This is any process by which you try to draw out the information you’ve previously stored.
- Soon after leaving class, quiz yourself to see if you can remember the most important points of the lesson
- Read a passage in your text, then close the book and quiz yourself on what you’ve read.
- Turn statements in your book/notes into questions and try to answer them.
- Make flash cards for the new vocabulary words, but try to recall the definition rather than just looking it up.
- Construct a table, chart or Venn diagram to compare and contrast similar ideas.
Reading and re-reading your notes/book are not active processes! To learn something well, it is critical that you find a way to use or otherwise engage in the learning. You must get past memorizing facts and begin to develop meaning for the new material and connect it to previous knowledge.

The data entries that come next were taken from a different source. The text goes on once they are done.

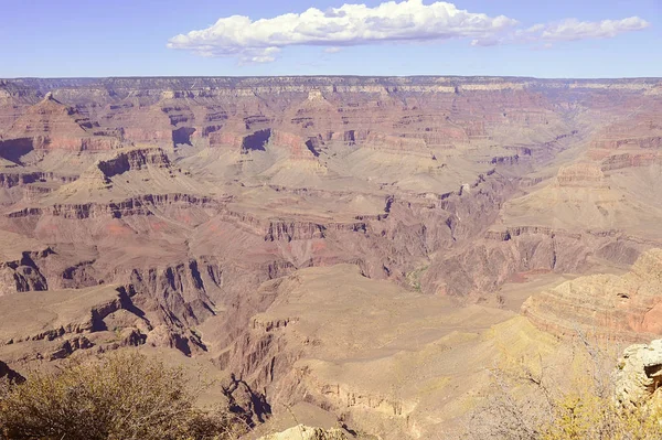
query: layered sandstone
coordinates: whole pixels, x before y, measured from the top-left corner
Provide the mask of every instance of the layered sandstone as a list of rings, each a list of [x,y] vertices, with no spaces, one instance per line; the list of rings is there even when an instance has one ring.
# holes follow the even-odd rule
[[[557,334],[650,339],[662,332],[662,250],[647,251],[623,276],[579,277],[535,294],[522,311]]]

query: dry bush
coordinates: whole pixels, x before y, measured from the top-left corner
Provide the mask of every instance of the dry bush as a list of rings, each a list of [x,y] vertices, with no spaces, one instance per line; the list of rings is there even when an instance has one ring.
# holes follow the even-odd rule
[[[181,368],[140,354],[113,354],[36,372],[0,389],[0,438],[53,440],[233,439],[225,408],[202,410]]]
[[[581,368],[573,372],[572,386],[562,387],[535,372],[494,367],[493,393],[473,411],[462,438],[494,440],[654,440],[662,439],[662,410],[655,405],[623,409],[615,398],[613,375],[605,368],[611,359],[584,336]],[[564,365],[564,368],[570,368]],[[611,368],[613,371],[613,368]]]

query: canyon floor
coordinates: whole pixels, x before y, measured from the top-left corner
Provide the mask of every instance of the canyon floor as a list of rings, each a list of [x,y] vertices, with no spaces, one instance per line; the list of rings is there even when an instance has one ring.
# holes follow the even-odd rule
[[[0,79],[0,373],[457,438],[491,368],[662,333],[661,178],[658,78]]]

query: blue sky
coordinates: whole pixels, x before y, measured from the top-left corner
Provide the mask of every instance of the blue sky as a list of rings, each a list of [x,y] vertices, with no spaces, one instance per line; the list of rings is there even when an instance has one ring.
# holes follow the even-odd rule
[[[662,0],[382,3],[0,0],[0,77],[662,76]]]

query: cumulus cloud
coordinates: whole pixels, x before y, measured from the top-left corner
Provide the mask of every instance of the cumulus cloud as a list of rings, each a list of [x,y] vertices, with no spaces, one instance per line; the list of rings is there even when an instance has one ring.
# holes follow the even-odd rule
[[[346,46],[375,42],[484,39],[517,24],[504,15],[489,17],[452,3],[423,0],[389,1],[375,8],[343,4],[321,11],[310,8],[253,21],[222,18],[207,29],[170,39],[168,47],[203,56],[238,56],[243,62],[267,62],[278,49],[291,45]]]
[[[602,20],[597,22],[567,19],[557,24],[543,25],[533,31],[544,41],[576,41],[585,39],[611,39],[618,34],[641,31],[650,23],[639,17],[623,20]]]
[[[292,45],[327,46],[327,53],[342,46],[378,42],[424,42],[451,39],[472,40],[472,45],[489,46],[515,42],[556,42],[612,37],[650,24],[631,17],[623,20],[581,22],[567,19],[554,24],[519,28],[505,15],[458,9],[452,3],[423,0],[388,1],[369,8],[343,4],[321,11],[310,8],[253,21],[248,17],[222,18],[207,29],[173,36],[168,47],[189,50],[202,56],[236,56],[244,63],[269,63],[281,49]]]
[[[472,45],[485,46],[516,42],[546,42],[545,47],[551,47],[552,42],[578,41],[589,39],[611,39],[621,33],[641,31],[651,24],[639,17],[622,20],[579,21],[566,19],[557,23],[535,24],[528,29],[516,30],[510,35],[500,39],[477,39]]]

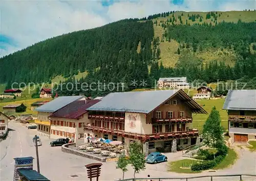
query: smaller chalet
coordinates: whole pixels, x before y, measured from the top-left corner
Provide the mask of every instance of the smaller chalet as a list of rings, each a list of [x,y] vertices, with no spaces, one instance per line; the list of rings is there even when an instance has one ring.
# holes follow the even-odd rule
[[[22,91],[17,88],[12,88],[10,89],[7,89],[4,91],[5,93],[12,93],[16,97],[21,97]]]
[[[26,108],[27,107],[23,104],[8,104],[3,107],[4,112],[8,114],[24,112]]]
[[[51,88],[42,88],[40,91],[40,98],[51,98],[52,96]]]
[[[206,86],[201,86],[197,89],[197,94],[193,96],[193,99],[210,99],[212,90]]]

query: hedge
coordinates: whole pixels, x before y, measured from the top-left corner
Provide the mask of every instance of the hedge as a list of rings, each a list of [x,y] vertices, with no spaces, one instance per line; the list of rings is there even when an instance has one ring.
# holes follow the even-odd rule
[[[200,163],[196,163],[191,166],[191,170],[198,171],[210,169],[220,164],[225,158],[225,156],[219,155],[215,160],[204,161]]]

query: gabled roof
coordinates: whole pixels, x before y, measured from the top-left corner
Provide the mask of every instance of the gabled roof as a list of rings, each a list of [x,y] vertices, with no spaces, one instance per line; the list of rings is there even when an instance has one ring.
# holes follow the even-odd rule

When taking notes make sure you put ideas into your own words. Some students struggle with this, especially in the classroom where they feel pressured to get down everything quickly. If your professor doesn’t upload notes or audio/video recordings of the lecture to D2L, ask if you can record the lecture yourself. This will give you the ability to go back and hear the lesson again and you can take the time to put your notes into your own words. Some students recopy their notes after class, this is also a prime opportunity to use your own words.
Vocabulary is always important, so be sure to look up any unfamiliar words and learn to use them (find synonyms and antonyms to help you hone in on the correct usage). If you don’t find a way to create meaning for the new material, if you don’t find a way to “own” it and examine it from many different angles, you’ll be confused when the professor uses different terminology in class or on the test.